In chemical equilibrium, partial pressures are used to express the concentrations of gases. Since pressure is directly proportional to the number of moles of gas (at constant temperature and volume), it serves as a convenient measure for reactions involving gases.
For example, in the reaction: - \( 2 \mathrm{H}_{2}(\mathrm{g}) + \mathrm{O}_{2}(\mathrm{g}) \rightleftarrows 2 \mathrm{H}_{2} \mathrm{O}(\mathrm{g}) \), the partial pressures of \( \mathrm{H}_2 \), \( \mathrm{O}_2 \), and \( \mathrm{H}_2\mathrm{O} \) are considered.
Each gas's partial pressure contributes to the overall equilibrium expression, which is vital for calculating the equilibrium constant, \( K_p \). Thus, understanding and calculating partial pressures accurately is essential for predicting the behavior of gas mixtures at equilibrium.

Equilibrium Constant

In chemical reactions, the equilibrium constant \(K_p\) for gaseous reactions is a vital parameter. It provides insights into the ratio of the concentrations, or more accurately, partial pressures of products to reactants at equilibrium.
The expression for \(K_p\) involves the partial pressures of the gases involved in the reaction. It is crucial to note that the stoichiometric coefficients from the balanced chemical equation are used as exponents for these pressures.
For instance, in the reaction: - \( 2 \mathrm{H}_{2}(\mathrm{g}) + \mathrm{O}_{2}(\mathrm{g}) \rightleftarrows 2 \mathrm{H}_{2} \mathrm{O}(\mathrm{g}) \), the equilibrium constant expression is:\[K_{pa} = \frac{(P_{\mathrm{H}_2\mathrm{O}})^2}{(P_{\mathrm{H}_2})^2 \cdot (P_{\mathrm{O}_2})}\]This formula indicates that the product’s concentration, \(\mathrm{H}_2\mathrm{O}\), is squared because of its coefficient in the chemical equation; similarly, reactants also have their partial pressures raised to the power of their respective coefficients. Equilibrium constants can predict the direction of the reaction under new conditions, highlighting their importance in chemistry.

Stoichiometry

Stoichiometry is the area of chemistry that pertains to the relative quantities of reactants and products in chemical reactions. It provides a way to quantitatively interpret the coefficients in a balanced written equation. These coefficients imply the molar relationship between different substances.
When expressing equilibrium in terms of gas-phase reactions, stoichiometry directly affects how we set up and solve for the \( K_p \) values. It determines the exponents used in calculating the equilibrium constant, which is based on the reaction's balanced equation.
For the given reactions:

• \( 2 \mathrm{H}_{2}(\mathrm{g}) + \mathrm{O}_{2}(\mathrm{g}) \rightleftarrows 2 \mathrm{H}_{2} \mathrm{O}(\mathrm{g}) \)
• \( 2 \mathrm{H}_{2} \mathrm{O}_{2}(\mathrm{g}) \rightleftarrows 2 \mathrm{H}_{2} \mathrm{O}(\mathrm{g}) + \mathrm{O}_{2}(\mathrm{g}) \)

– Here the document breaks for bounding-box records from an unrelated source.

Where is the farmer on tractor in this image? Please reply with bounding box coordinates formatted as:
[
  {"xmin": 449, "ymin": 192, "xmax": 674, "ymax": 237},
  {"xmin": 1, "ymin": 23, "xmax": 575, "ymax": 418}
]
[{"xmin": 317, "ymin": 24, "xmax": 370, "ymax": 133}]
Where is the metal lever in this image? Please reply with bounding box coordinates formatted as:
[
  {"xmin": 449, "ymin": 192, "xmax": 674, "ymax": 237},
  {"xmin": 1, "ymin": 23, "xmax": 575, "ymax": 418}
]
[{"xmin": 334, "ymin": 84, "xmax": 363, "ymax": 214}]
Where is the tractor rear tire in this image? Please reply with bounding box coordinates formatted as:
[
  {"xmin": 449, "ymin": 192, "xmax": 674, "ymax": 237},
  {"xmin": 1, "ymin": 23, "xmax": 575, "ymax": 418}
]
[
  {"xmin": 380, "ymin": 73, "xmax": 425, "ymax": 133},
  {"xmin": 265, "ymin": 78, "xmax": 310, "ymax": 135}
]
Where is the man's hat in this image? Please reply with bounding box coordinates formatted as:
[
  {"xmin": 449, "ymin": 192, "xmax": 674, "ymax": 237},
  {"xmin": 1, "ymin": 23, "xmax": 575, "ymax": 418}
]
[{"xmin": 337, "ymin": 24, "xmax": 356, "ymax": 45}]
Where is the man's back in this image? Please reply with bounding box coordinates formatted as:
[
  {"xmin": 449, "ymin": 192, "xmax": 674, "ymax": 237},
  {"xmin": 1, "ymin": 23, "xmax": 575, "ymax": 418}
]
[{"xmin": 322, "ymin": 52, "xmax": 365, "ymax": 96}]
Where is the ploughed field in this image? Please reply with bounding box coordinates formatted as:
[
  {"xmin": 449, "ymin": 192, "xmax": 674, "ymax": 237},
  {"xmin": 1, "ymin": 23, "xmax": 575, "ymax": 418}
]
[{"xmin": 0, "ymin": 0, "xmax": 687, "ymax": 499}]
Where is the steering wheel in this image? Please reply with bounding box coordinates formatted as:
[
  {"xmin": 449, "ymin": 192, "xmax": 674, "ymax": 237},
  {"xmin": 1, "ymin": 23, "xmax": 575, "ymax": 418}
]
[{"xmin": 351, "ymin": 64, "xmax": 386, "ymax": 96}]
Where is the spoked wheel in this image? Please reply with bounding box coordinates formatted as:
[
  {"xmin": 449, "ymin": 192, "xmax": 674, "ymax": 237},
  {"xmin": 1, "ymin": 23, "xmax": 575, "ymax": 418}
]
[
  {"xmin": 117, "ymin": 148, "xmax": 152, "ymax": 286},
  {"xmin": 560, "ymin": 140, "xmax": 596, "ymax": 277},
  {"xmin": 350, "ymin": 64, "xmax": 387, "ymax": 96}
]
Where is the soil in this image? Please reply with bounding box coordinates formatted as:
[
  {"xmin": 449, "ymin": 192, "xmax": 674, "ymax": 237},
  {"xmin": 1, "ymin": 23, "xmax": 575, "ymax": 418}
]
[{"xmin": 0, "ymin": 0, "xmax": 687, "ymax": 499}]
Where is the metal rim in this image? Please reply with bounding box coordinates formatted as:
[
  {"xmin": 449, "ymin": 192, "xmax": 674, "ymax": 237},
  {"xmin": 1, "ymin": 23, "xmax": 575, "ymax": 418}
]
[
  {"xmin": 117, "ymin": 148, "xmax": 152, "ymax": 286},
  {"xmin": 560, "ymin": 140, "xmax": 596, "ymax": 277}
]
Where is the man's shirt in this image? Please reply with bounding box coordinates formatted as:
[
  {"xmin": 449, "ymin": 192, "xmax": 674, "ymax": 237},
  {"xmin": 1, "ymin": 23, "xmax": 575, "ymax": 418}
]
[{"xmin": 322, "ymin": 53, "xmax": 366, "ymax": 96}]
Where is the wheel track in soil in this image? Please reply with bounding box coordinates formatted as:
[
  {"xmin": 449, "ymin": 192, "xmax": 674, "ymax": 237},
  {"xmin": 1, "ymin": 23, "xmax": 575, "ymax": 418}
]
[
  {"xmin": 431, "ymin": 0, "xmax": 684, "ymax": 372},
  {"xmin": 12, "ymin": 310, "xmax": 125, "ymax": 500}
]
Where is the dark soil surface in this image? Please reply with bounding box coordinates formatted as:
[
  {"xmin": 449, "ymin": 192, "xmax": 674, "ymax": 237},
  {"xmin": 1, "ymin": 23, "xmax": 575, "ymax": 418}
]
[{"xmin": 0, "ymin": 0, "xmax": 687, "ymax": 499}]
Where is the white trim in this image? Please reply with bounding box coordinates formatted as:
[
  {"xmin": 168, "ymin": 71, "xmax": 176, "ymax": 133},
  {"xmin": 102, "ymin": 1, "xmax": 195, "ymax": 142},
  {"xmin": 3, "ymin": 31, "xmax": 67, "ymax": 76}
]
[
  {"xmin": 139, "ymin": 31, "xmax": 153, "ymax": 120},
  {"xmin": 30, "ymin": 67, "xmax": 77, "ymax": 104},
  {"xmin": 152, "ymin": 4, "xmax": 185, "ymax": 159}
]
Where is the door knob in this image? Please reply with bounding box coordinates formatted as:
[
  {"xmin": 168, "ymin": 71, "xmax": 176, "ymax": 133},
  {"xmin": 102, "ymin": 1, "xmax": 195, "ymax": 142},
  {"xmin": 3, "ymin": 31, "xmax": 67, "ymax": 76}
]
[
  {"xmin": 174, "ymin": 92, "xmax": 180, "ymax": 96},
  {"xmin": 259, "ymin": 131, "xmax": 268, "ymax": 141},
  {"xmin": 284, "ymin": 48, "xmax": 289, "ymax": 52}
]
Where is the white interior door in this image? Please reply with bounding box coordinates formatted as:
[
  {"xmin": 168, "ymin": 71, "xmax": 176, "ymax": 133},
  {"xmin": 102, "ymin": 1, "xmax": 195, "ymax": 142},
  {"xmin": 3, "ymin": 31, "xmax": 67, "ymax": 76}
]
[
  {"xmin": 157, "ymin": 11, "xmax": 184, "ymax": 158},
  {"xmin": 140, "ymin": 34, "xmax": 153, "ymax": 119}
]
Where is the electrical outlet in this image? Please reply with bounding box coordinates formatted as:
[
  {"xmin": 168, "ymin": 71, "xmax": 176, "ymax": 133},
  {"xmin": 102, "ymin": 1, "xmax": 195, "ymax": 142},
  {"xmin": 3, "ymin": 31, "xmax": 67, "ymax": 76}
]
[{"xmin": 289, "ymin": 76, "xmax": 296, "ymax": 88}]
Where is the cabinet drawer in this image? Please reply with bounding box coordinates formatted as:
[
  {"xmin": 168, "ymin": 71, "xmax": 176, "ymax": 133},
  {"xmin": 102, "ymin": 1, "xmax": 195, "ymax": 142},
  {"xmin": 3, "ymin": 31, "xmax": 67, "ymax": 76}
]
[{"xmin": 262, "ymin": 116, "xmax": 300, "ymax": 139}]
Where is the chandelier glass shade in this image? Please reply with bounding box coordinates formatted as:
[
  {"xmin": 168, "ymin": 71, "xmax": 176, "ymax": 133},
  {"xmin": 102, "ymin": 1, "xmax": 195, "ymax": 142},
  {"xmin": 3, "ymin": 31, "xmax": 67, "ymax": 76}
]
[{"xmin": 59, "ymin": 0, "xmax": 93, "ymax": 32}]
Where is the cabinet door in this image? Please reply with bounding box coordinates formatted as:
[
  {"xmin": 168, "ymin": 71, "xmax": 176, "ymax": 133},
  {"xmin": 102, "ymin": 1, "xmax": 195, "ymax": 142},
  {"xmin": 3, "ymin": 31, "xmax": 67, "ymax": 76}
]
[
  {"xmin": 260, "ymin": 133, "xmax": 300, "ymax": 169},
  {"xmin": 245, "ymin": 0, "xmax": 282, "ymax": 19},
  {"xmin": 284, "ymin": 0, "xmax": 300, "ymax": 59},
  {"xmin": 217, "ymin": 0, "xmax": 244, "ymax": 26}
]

Note that each component's coefficient is directly applied as an exponent in the \(K_p\) calculation:

• In the first reaction, \(\mathrm{H}_2\) and \(\mathrm{O}_2\) affect the power of the partial pressures in the dominator.
• In the second reaction, coefficients influence the exponents of \( \mathrm{H}_2\mathrm{O} \) and \( \mathrm{O}_2 \) in the expression.

Understanding stoichiometry ensures that chemical equations are properly balanced and maintained throughout calculations, making it invaluable in the context of chemical equilibria.